The skill does three things a bare prompt cannot do reliably:

  • Grounds answers in the right framework. It reasons from the encoded Act and practice standards, not from a half-remembered version of them.
  • Scopes itself to AU/NZ. It does not silently apply an overseas regime to an Australian question.
  • Carries its behaviour with it. The role, the tone and the guardrails load every time, instead of depending on whoever wrote the prompt that day.

The hardest part was teaching it to refuse

I expected the law to be the difficult bit. It was not. The difficult bit was restraint.

A useful safety assistant has to know the edges of its own competence. So the skill is built to flag uncertainty rather than paper over it, to defer to a competent person on anything that carries a duty, and to decline to invent regulatory detail when it is not sure. That last behaviour, preferring "I am not certain, verify this against the source" over a confident guess, is what makes the output safe to work with.

If you want to build your own

The pattern generalises to any high-stakes domain. Four moves carried most of the weight:

  1. Encode the primary sources, not summaries. Give the skill the actual frameworks to reason from, and tell it to cite the source it used.
  2. Scope it explicitly. State the jurisdiction and the boundaries, so it refuses to apply the wrong regime.
  3. Write the refusal rules first. Decide what it must decline, what it must flag, and when it must hand back to a human, before you tune anything else.
  4. Keep a human gate on anything that matters. The skill drafts and explains; a competent person verifies and owns the call.

What it is good for, and what it is not

It is good for explaining a duty in plain language, drafting the skeleton of an investigation or a procedure, orienting someone new to the right framework, and acting as a fast, sceptical second set of eyes. It is not for making the call that carries the duty of care. That stays with a competent person, by design and by law.

If you want the bigger picture on where AI helps and where it is dangerous across safety work, I wrote a practitioner's field guide to AI in workplace safety.
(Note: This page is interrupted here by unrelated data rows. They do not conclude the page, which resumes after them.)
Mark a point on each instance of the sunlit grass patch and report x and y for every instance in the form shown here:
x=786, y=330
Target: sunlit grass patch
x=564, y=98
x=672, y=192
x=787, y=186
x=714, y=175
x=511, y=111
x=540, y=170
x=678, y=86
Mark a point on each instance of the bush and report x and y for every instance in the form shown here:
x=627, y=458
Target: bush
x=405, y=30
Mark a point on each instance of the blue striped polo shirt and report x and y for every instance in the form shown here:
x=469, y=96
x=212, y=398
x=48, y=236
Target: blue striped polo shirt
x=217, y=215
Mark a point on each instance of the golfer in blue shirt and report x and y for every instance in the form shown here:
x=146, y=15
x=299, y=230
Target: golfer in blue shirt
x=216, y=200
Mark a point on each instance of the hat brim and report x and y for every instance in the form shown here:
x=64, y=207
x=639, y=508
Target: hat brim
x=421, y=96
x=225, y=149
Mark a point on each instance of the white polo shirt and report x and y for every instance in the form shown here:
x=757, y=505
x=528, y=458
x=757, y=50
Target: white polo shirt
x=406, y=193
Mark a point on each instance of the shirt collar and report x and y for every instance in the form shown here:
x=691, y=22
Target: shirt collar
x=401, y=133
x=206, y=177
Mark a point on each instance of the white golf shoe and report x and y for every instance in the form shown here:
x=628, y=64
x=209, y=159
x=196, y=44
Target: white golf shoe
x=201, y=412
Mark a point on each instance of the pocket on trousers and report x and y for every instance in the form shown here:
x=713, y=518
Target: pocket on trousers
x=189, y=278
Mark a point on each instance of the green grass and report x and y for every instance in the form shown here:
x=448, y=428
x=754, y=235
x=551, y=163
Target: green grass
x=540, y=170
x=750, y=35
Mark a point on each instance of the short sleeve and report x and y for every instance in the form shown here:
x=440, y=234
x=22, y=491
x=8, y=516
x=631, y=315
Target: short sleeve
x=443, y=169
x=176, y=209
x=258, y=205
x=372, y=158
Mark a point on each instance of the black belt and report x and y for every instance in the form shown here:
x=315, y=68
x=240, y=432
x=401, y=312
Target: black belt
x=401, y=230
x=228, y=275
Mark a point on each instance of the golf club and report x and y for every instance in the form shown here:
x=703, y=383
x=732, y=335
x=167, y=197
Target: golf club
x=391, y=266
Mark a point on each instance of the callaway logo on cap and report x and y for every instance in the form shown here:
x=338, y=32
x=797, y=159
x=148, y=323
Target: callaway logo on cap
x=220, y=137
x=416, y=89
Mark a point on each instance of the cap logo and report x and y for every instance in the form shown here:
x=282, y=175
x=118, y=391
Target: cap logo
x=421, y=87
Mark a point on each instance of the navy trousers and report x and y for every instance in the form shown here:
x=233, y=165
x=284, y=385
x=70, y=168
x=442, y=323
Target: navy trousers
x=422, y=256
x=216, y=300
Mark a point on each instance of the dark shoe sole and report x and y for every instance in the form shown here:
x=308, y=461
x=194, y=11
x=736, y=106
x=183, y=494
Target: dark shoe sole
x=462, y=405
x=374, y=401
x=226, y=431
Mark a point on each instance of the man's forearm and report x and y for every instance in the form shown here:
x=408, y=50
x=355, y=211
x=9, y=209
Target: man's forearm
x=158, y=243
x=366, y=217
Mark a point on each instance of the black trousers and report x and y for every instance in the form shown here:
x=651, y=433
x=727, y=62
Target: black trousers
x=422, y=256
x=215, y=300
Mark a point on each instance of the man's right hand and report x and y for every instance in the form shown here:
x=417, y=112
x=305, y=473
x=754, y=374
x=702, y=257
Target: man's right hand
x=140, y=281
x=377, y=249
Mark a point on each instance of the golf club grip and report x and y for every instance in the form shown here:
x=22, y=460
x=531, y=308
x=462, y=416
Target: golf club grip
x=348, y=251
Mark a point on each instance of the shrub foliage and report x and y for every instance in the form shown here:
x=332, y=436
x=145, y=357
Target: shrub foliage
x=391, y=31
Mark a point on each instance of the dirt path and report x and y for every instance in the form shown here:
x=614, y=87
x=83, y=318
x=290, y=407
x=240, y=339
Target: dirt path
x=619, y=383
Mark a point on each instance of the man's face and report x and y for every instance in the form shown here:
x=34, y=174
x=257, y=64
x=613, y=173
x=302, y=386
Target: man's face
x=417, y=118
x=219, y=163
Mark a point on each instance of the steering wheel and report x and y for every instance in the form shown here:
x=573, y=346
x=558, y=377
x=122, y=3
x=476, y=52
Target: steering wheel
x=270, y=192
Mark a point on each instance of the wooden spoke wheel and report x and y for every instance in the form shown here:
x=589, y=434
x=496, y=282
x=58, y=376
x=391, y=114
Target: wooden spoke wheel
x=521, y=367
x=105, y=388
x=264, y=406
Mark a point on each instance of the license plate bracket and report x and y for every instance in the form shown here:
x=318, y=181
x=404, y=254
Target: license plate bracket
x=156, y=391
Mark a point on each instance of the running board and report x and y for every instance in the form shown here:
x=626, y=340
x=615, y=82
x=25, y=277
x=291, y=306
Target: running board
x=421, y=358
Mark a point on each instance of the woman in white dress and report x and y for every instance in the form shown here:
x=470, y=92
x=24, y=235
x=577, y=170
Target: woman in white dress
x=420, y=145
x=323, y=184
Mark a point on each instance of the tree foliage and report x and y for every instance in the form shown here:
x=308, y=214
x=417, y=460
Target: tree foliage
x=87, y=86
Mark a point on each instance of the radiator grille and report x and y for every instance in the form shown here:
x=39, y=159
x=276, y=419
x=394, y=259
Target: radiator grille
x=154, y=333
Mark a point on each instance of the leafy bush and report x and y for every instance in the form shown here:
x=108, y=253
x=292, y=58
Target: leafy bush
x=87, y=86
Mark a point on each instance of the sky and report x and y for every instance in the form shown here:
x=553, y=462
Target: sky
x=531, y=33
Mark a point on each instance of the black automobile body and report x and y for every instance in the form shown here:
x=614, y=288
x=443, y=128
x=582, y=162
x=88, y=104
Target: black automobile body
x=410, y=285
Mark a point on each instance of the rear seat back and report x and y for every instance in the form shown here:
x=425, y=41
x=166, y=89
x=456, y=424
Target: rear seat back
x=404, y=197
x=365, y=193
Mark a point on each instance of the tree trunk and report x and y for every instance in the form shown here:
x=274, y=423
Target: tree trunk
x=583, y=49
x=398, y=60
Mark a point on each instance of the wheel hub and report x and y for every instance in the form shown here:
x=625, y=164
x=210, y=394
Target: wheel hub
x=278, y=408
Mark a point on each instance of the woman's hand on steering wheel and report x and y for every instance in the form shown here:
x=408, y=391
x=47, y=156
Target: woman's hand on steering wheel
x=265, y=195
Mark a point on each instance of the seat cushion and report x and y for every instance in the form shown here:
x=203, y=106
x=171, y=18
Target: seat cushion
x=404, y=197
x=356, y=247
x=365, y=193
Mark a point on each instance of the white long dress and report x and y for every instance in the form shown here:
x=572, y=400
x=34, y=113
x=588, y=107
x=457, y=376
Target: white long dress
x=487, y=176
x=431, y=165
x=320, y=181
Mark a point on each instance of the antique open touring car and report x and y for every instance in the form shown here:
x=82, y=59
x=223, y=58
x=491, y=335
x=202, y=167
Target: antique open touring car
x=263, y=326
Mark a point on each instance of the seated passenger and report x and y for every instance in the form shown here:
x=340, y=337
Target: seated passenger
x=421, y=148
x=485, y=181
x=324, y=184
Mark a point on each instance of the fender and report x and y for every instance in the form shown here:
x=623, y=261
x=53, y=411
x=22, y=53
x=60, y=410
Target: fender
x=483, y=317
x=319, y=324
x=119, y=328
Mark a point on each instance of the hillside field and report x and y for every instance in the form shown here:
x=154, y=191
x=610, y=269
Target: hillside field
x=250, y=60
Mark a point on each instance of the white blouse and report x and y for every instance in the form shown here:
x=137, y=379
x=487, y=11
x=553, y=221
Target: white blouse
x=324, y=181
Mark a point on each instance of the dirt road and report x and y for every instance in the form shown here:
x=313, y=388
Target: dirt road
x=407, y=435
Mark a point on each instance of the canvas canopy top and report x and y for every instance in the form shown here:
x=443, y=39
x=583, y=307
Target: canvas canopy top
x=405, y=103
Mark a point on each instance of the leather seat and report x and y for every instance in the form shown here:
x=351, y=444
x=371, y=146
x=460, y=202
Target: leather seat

Frequently asked questions

Is the skill a substitute for a safety professional?
No, and it is built not to pretend to be. It is a first-pass aid that drafts, explains and points to the right framework. The duty of care and the final decision stay with a competent person.
Why a Claude Skill rather than a custom prompt?
A prompt is fragile and has to be re-pasted every time. A skill packages the instructions, the regulatory scope and the behavioural guardrails so they load consistently, which is exactly what you want when accuracy matters.
How do you stop the skill inventing legislation?
Two mechanisms. It reasons from the encoded primary frameworks rather than the model's memory, and it is instructed to flag uncertainty and decline rather than guess. Grounding fixes where it thinks from; refusal fixes when it stops.
Does encoding the law make the AI legally reliable?
No. It makes it a better-informed first-pass aid. It can still be wrong, and the duty of care stays with a competent person who verifies anything that matters against the primary source.
Can I use it?
Yes, it is on GitHub. Treat its output the way you would treat a capable graduate's: useful, fast and always reviewed before it counts.